A job order costing system is used to accumulate the costs associated with a specific batch of products. This system is most commonly used for small batch sizes, and especially when the products within each batch are different from the products created in other batches. In these situations, management wants to ensure that the costs incurred are reasonable when compared to the prices charged to customers. Without a job order system, it is likely that a business would quote the prices of some batches too low and incur losses that it is not aware of.
An accountant using a job order costing system may track job-specific information on a job cost sheet, or this information may be coded into a job order database, where each job is assigned a unique identifying number.
A job order costing system can be quite complex. It must track information from multiple sources, including the following:
- Supplier invoices, from which only those line items pertaining to a job should be charged to that job.

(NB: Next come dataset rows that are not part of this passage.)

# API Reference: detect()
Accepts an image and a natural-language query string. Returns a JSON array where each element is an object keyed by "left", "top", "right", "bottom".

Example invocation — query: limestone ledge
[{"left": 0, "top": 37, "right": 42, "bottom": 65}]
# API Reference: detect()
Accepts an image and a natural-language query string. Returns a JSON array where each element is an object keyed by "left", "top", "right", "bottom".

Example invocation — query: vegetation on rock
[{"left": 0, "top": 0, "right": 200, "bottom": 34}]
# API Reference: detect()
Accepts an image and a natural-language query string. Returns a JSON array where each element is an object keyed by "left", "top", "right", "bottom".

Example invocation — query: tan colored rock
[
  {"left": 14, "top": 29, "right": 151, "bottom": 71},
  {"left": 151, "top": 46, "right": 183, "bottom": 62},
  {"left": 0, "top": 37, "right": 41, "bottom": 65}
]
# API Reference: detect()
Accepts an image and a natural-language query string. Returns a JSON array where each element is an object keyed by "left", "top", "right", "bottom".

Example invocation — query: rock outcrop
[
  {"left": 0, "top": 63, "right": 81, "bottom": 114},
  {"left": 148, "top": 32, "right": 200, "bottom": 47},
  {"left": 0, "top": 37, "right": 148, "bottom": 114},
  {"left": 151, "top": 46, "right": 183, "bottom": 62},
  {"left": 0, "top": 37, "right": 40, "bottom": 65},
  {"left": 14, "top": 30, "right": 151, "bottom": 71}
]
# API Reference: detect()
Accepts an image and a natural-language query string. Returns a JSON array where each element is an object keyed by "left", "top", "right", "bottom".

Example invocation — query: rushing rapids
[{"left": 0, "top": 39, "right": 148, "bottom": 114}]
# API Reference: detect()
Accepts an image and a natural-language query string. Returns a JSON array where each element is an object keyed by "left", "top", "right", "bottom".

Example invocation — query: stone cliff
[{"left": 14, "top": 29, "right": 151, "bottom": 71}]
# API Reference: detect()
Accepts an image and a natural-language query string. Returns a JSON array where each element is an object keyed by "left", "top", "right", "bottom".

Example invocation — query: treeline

- Payroll records, from which the hours worked on a specific job are charged to that job, possibly also including payroll taxes, overtime, and shift differentials.
- Material costs, where inventory items are relieved from stock and charged to a job as used.
- An overhead allocation, which is derived from a cost pool and charged to each job based on some form of usage, such as labor hours incurred or machine hours used.
The number of sources of information and the volume of detail that may be associated with a job means that the underlying records could contain any number of errors. To mitigate the risk of errors, job order records must be scrutinized with great care. This is especially important when job costs will then be summarized and billed to customers under cost plus billing arrangements.
In situations where large quantities of the same products are manufactured, a process costing system is used instead, since it provides a more streamlined approach to the related accounting.